Sunday, August 05, 2007

How Well-Run Boards Make Decisions


Boardroom decision-making processes have largely been shielded from view. Pulling back the curtain reveals several principles that can make your board better.

In the aftermath of seismic debacles like those that toppled Enron and WorldCom—as well as several noteworthy but more modest tremors, such as Disney's estimated $140 million payout to dismissed president Michael Ovitz— corporate boards have been shaken up and made over. They have more independent directors these days, and nearly all of them (up from roughly a third just a few years ago) have appointed lead or presiding directors to help ensure the board's vigilance in company affairs.
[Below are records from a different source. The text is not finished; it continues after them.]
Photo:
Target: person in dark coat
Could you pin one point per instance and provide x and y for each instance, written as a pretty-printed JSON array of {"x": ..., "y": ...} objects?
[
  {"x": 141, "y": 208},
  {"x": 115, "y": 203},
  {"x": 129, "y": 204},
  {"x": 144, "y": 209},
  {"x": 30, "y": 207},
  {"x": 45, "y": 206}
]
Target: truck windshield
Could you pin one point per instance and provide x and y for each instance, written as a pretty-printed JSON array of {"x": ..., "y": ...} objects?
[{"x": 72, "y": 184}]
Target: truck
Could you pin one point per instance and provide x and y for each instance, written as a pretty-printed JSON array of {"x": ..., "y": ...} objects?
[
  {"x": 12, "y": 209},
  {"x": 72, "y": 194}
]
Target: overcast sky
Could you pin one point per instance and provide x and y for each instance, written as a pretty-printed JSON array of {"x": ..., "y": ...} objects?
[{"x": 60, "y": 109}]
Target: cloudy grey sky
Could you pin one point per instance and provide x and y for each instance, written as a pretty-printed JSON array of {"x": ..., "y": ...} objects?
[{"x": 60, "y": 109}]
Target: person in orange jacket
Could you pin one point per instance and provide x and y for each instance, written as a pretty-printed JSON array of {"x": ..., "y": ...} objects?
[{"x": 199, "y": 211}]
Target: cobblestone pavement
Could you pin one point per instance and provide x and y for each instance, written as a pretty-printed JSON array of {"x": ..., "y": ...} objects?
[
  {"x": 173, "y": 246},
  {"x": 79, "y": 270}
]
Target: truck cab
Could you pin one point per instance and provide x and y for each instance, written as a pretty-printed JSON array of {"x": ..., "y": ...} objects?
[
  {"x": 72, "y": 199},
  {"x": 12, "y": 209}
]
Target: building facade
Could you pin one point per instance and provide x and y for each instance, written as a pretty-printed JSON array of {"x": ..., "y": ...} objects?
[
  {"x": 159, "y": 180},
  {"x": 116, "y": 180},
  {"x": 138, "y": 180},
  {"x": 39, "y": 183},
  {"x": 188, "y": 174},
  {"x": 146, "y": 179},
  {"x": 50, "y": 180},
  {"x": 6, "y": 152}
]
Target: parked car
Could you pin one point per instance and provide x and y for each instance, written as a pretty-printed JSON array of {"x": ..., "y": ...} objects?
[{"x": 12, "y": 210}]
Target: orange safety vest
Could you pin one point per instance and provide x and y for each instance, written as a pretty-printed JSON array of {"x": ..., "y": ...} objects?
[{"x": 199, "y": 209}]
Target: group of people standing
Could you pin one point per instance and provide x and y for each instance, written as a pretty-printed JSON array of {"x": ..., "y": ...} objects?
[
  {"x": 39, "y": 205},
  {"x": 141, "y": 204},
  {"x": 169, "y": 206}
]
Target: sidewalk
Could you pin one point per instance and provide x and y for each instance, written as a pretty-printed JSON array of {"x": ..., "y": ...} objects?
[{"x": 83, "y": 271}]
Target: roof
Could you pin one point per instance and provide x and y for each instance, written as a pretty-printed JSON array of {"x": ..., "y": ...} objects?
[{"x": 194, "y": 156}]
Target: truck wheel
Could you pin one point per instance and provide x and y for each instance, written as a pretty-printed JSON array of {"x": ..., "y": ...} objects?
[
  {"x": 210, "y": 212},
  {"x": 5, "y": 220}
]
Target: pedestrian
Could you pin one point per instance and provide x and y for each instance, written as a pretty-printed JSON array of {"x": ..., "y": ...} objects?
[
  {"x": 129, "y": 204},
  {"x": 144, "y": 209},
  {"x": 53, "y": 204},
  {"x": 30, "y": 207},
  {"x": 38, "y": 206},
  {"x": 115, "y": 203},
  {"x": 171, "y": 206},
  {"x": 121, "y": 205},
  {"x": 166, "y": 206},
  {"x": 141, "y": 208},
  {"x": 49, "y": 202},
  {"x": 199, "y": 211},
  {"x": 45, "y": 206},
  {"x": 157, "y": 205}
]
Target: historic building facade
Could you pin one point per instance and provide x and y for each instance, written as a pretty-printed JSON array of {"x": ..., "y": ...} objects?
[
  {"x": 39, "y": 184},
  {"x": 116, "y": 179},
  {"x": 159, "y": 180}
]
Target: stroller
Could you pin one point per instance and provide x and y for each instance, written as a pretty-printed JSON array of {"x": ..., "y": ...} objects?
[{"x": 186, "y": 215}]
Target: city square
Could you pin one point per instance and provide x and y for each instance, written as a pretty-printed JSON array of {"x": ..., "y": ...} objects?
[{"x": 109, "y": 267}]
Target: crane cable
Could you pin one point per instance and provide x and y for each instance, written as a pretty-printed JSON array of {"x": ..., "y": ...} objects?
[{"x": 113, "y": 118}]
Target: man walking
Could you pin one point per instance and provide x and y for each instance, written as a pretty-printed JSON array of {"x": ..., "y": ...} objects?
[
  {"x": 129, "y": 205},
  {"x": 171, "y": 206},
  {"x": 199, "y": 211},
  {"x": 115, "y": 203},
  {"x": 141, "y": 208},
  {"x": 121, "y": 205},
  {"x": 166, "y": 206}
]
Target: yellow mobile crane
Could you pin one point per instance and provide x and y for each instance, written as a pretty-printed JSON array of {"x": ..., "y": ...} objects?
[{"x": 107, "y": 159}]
Corporations now disclose directors' salaries and the names of committee members on their Web sites as well as in SEC documents. Sarbanes-Oxley legislation requires boards to maintain an audit committee consisting entirely of independent directors. Researchers have found that most of the changes are for the good: Along with other increasingly common board features—the existence of independent nominating committees, for instance, and requirements that directors own company stock—they have a positive effect on company performance.

Such visible structural changes, however, don't go to the heart of a board's work: making the choices that shape, for good or ill, a company's future. Which decisions boards own and how those calls are made are largely hidden from public view. Unlike the outer trappings of good governance, the inner workings of the boardroom haven't faced widespread investor or regulatory review.